During the late phase of fracture repair, cortical shells originate from the external callus and reconstruct original bone structures through remodeling of woven bone to lamellar bone [36]. DAP12 mice showed impaired cortical shell formation on the callus surface, and callus volume tended to be smaller. Li et al. investigated fracture repair in rats treated with incadronate and found that cortical shell formation was impaired similarly, but callus volume was larger [5], in contrast to our study. They suggested that greater callus formation was not caused by accelerated bone formation but by inhibited bone resorption, because the callus volume in rats treated with incadronate was similar 2 weeks after fracture but increased 4 weeks after fracture compared with the control group [18]. Cao et al. treated ovariectomized rats with alendronate and investigated fracture healing [37]. Ovariectomized rats showed increased cortical shell formation and smaller callus volume; on the other hand, rats treated with alendronate showed decreased cortical shell formation and larger callus volume, and their mechanical strength was comparable to the control group. They suggested that higher bone turnover results in early remodeling and volume reduction of the fracture callus, and that the larger callus volume observed in rats treated with alendronate was an adaptation that compensated for delays in woven bone remodeling into lamellar bone, which is superior structurally and mechanically. In the DAP12 mouse fracture model, inflammatory suppression during the early phase may inhibit callus formation and result in smaller callus volume. DAP12 mice are osteopetrotic and their intramedullary space putatively tends to be smaller; therefore, stability may be improved using the same intramedullary wire as in B6 mice and could decrease the callus volume. Further studies are required to determine whether smaller callus volumes in DAP12 mice are due to mechanically higher strength compared with bisphosphonate-treated mice or to inhibited callus formation. Bisphosphonates may stimulate proliferation of osteoblasts and inhibit apoptosis of osteoblasts, in addition to having an inhibitory effect on osteoclasts [38]. In animal fracture models treated with bisphosphonates, increased bone formation by osteoblasts may be responsible for the increased callus formation.
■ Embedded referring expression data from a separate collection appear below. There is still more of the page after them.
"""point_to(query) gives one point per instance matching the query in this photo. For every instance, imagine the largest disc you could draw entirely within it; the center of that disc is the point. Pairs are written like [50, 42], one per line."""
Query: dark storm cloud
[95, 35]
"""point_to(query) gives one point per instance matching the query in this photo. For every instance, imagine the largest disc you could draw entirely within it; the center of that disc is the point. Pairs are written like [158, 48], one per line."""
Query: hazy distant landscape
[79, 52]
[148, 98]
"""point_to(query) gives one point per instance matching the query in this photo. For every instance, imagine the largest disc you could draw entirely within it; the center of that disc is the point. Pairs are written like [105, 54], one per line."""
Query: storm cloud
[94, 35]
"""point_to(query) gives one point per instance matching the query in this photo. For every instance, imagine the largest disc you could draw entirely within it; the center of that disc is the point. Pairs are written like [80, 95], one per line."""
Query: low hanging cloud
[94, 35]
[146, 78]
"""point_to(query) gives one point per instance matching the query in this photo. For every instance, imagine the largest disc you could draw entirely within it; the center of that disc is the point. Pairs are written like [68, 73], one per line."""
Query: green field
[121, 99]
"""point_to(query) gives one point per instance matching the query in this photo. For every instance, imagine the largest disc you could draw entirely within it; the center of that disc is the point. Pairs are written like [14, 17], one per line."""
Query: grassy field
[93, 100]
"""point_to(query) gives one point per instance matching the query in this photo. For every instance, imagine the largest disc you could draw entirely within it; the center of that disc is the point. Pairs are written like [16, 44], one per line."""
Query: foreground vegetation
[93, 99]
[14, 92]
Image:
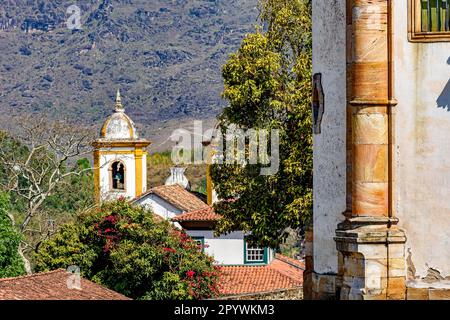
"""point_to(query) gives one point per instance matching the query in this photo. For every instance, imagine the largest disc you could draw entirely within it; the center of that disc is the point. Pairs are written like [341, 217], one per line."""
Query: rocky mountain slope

It is important to note the limitations of the present study. First, wild-type B6 mice (control) were not littermates of the DAP12 mice. This difference in background may have caused a difference in fracture healing and the influence of the microbiome on the inflammatory response required for fracture healing.

In conclusion, our study showed that DAP12 plays a significant role in the initial inflammatory response and subsequent woven bone remodeling into lamellar bone during fracture repair. These results increase our understanding of the fracture healing process and of the physiological role of DAP12.